Salvatore just added support for asynchronous operations in side threads in modules. This would allow merging results from the cluster possible, and I want to get to it soon. I'm now implementing it in the client side and it works great, but I want it to be as transparent as in elastic.

The recent additions would also allow more parallelization of the indexes for reads. I could create RW mutexes in the engine and allow multiple clients to work on the same term index. It won't be trivial but it's not super hard as well.

dvirsky · on Oct 12, 2016

Anyway, if you want to continue the discussion further, we can take it to reddit (I haven't posted the benchmarks there yet, it's a good idea anyway), or just email me, dvir at redis labs.

skrebbel · on Oct 12, 2016

I can't find from the docs at all whether this persists to disk.

If not, what is the use case?
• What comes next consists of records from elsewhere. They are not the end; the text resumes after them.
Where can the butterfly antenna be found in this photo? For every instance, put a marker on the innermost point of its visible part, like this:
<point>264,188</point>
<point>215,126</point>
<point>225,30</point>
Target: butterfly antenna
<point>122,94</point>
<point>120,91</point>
Why would I need all those ACID-y guarantees if my server can fail at any time and all data is gone?

pasta · on Oct 12, 2016

In-Memory could be used for processing data. Or as temp tables.

And by the way: a lot of existing databases support this.

tidwall · on Oct 12, 2016

SummitDB does persist to disk. Shutting down or kill -9 the server will not lose data.

deforciant · on Oct 12, 2016

looks great, I really like BuntDB, already using it in project :) Glad to see this new SummitDB, will definitely try it out!

ddorian43 · on Oct 12, 2016

Looks like it has no sharding unfortunately. Do you have any info/eta/idea on this op ?

tidwall · on Oct 12, 2016

Yes it is something that I certainly want soon, but there's no ETA at the moment. I haven't yet fully flushed out the strategy for sharding the key space.